Aurelia löste ihren Blick von dem weichen und verwundbaren Nacken ihrer Tochter, als die Tür geöffnet wurde. »Ellie, du bist wieder zu Hause.« Cornelias Morgenkleid aus Damast rauschte, als sie ins Kinderzimmer kam, und das honigblonde Haar war noch immer wirr von der Nacht. Sie küsste Aurelia auf die Wange.

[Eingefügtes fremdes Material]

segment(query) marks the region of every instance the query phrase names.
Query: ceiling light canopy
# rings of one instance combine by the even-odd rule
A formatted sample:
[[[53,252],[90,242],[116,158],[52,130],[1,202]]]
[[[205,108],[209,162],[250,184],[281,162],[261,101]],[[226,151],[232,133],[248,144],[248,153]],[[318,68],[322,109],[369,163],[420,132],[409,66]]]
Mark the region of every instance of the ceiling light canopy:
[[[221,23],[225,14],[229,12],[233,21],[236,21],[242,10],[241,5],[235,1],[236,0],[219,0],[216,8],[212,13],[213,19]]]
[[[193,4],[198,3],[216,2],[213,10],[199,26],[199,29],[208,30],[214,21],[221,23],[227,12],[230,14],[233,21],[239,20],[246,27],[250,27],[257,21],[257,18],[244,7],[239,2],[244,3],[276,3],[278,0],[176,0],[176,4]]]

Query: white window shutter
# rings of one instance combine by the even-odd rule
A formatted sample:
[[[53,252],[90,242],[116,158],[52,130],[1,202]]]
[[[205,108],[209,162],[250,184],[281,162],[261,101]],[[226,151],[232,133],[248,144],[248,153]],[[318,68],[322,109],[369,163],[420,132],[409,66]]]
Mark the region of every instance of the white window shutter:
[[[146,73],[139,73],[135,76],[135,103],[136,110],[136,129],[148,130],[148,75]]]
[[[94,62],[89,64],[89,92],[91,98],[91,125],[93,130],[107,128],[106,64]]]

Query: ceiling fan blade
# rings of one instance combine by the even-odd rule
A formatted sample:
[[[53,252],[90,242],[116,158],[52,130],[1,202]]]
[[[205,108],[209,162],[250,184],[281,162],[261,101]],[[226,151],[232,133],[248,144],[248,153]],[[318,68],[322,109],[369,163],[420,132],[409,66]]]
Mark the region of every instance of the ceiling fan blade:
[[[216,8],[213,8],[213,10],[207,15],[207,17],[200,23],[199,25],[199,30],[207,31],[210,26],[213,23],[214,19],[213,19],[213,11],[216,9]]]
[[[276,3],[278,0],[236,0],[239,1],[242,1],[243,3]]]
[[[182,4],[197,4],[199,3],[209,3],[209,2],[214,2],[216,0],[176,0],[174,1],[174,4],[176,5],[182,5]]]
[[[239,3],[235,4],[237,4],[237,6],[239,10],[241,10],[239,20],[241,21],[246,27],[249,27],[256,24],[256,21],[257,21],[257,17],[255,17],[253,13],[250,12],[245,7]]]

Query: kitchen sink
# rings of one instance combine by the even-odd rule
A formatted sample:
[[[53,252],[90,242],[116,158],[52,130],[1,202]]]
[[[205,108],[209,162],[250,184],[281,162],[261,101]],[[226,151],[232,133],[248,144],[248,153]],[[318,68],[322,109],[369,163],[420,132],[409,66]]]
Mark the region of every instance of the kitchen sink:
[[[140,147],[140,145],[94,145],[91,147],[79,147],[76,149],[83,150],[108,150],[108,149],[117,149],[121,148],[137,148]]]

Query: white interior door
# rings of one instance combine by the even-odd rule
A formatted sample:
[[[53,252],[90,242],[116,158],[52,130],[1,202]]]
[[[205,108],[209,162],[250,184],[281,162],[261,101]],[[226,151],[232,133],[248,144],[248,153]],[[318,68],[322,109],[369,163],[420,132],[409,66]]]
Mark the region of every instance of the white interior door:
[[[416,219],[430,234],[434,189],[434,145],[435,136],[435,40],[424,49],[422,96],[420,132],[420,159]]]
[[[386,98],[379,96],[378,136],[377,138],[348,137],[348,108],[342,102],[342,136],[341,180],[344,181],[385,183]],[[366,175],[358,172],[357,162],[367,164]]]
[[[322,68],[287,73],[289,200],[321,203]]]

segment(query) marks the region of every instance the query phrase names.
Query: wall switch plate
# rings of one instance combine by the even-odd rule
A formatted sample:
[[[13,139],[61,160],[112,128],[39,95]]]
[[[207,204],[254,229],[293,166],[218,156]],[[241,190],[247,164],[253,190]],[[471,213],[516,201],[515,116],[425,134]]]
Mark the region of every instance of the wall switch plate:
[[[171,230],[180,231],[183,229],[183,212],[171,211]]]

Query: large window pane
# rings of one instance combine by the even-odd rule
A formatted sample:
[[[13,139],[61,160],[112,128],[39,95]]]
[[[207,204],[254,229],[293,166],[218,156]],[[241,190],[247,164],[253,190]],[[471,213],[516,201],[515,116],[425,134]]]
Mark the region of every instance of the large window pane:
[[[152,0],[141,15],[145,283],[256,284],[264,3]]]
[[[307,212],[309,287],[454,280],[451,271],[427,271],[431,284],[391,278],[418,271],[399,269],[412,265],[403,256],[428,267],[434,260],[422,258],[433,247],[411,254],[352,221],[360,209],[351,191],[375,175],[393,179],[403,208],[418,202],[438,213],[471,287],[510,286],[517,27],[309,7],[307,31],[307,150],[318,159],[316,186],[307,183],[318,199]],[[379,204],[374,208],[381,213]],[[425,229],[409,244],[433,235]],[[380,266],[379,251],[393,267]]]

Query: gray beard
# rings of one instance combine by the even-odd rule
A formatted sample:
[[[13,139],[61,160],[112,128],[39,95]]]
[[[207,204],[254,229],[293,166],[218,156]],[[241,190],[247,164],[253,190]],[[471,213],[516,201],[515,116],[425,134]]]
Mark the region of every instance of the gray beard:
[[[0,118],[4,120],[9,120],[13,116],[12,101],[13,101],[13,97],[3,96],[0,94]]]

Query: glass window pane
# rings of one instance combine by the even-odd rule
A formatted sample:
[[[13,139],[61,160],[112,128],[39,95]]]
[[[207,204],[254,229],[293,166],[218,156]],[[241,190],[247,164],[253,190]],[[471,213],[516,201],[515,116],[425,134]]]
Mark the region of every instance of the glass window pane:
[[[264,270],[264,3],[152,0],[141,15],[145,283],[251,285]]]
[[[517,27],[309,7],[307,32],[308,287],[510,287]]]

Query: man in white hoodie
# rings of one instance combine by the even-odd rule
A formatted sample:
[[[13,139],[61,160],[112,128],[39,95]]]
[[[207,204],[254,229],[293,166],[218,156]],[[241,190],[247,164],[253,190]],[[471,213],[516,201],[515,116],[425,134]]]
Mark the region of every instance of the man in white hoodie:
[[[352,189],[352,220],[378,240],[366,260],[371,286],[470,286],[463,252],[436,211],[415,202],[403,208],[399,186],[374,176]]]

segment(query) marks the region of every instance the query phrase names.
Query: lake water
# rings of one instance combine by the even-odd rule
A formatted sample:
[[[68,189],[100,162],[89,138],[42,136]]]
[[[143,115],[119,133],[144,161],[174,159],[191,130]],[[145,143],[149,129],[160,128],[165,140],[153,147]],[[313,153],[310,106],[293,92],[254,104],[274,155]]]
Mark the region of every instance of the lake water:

»Ich wollte nicht, dass sie dich wecken«, protestierte Aurelia und erwiderte die Umarmung. »Aber ich habe es nicht übers Herz gebracht, Franny erst zu einer zivilisierteren Uhrzeit zu besuchen.«
»Nein, natürlich nicht.« Cornelia begrüßte ihre eigenen Kinder mit einem Küsschen, hielt inne und wischte Susannah eine Marmeladenspur von der Wange. Dann schenkte sie sich Kaffee ein und setzte sich zu Aurelia an den Kamin. »Erzähl doch, wie geht es deiner Tante?«
»Viel besser. Schon kurz nach meiner Ankunft hat sie beschlossen, dass ihre Herzstörungen wahrscheinlich auf eine leichte Verstopfung zurückzuführen sind. Sie ist dazu übergegangen, Unmengen Schildkrötensuppe zu löffeln, die großzügig mit Madeira gewürzt war. Was sie rasch wieder auf die Beine gebracht hat.« Die betreffende Tante war alles andere als eine Erfindung, und Cornelia hatte genug über sie gehört, um den falschen Worten auf Anhieb Glauben zu schenken.
»Anders gesagt, die Reise war also vollkommene Verschwendung«, sagte Cornelia und streckte die Füße in den Hausschuhen wohlig dem Feuer entgegen.
»Vielleicht … vielleicht auch nicht«, entgegnete Aurelia und hoffte, dass ihr Lächeln geheimnisvoll wirkte.